4. Response generation

Based on the decision engine’s output, the system generates an appropriate response using your agent’s configured voice, tone, and knowledge. This may involve:
  • Retrieving relevant information using RAG (Retrieval-Augmented Generation)
  • Applying global rules and response control filters
  • Generating contextually appropriate responses via the LLM
See also: RAG, LLM, Response control

5. Text-to-speech (TTS)

The generated response is converted to natural-sounding speech and played back to the caller.

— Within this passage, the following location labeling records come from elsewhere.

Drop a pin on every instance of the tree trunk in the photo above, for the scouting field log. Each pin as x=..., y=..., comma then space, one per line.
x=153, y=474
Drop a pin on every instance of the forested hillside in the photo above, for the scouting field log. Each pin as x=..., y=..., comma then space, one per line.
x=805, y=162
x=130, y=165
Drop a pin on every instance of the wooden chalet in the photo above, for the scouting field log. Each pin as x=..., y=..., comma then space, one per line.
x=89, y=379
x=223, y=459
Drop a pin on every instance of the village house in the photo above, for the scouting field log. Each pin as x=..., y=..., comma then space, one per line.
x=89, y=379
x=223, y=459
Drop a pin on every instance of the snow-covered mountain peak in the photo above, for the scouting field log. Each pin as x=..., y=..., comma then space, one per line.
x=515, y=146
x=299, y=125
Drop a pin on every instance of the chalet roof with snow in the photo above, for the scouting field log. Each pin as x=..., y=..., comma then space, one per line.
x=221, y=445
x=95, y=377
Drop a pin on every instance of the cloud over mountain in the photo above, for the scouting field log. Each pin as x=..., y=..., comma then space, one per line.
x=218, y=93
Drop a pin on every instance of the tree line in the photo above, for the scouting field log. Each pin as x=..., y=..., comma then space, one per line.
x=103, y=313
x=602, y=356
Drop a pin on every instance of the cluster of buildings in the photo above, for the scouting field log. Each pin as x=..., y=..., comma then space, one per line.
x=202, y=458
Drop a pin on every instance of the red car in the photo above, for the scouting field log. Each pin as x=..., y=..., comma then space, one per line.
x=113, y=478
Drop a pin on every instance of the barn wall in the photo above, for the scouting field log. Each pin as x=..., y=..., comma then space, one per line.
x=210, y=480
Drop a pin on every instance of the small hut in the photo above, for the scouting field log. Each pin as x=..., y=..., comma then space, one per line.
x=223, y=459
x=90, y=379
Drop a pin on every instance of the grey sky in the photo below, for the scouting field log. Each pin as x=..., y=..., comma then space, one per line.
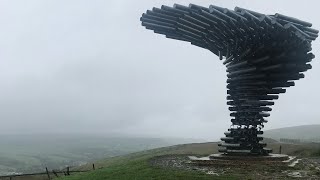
x=89, y=66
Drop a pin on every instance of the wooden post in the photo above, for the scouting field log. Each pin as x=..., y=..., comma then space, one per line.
x=48, y=173
x=280, y=149
x=55, y=173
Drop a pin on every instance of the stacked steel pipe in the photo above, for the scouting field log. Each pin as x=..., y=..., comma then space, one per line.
x=263, y=55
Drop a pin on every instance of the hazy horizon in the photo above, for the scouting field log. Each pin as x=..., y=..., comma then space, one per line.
x=90, y=67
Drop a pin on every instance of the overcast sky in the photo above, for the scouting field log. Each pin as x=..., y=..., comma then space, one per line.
x=90, y=67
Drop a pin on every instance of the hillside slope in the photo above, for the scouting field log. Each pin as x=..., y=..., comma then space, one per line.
x=137, y=165
x=305, y=132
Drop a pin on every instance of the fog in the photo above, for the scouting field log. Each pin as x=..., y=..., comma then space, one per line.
x=90, y=67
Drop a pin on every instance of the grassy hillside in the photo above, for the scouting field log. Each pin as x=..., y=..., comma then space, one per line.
x=306, y=132
x=32, y=153
x=137, y=165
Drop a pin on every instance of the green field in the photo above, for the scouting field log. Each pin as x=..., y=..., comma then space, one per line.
x=137, y=165
x=32, y=153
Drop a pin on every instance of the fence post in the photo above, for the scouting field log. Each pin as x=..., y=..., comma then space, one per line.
x=280, y=149
x=48, y=173
x=55, y=173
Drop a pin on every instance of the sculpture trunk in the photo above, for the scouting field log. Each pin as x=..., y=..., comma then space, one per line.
x=263, y=54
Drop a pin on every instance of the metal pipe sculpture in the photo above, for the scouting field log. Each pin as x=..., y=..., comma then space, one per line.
x=263, y=55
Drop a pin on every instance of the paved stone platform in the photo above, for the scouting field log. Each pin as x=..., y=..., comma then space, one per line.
x=222, y=159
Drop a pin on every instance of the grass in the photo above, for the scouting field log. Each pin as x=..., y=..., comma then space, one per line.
x=140, y=170
x=136, y=166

PolyAI supports:
  • Multiple TTS providers and custom voices
  • SSML markup for fine-grained control over pronunciation, pauses, and emphasis
  • Custom pronunciations using IPA notation
See also: TTS, SSML, Pronunciations

Data storage

During a conversation, PolyAI maintains several types of data:
Data typePurposeRetention
Dialogue contextTracks the full dialogue history, state variables, and turn data for the current callDuration of call
Turn dataStores individual exchanges (user input, agent response, intents, entities) for analytics and reviewConfigurable
Conversation metadataRecords conversation-level information (duration, variant, environment)Configurable
MetricsRecords events for reporting and dashboardsConfigurable
See also: Dialogue context, Turn, Conversation metadata

Key components you configure

As a builder in Agent Studio, you control how the agent behaves through:
  • Managed Topics: Information the agent uses to answer questions
  • Flows: Structured conversation paths for complex tasks
  • Functions: Custom logic and external integrations
  • Rules: Global behavior constraints
  • Voice settings: How the agent sounds

Processing a single turn

Each turn in a conversation follows this sequence:
1

Receive input

The system captures and transcribes the caller’s speech using ASR.
2

Understand intent

The NLU component analyzes what the caller wants and extracts entities.
3

Retrieve knowledge

Relevant information is fetched from your Managed Topics using RAG (Retrieval-Augmented Generation) via the Ragdoll service.
4

Execute logic

The policy engine evaluates nodes and any active flows or functions are executed.
5

Generate response

The LLM composes a response based on all available context, applying global rules and response control filters.
6

Deliver response

The response is synthesized to speech via TTS and played to the caller.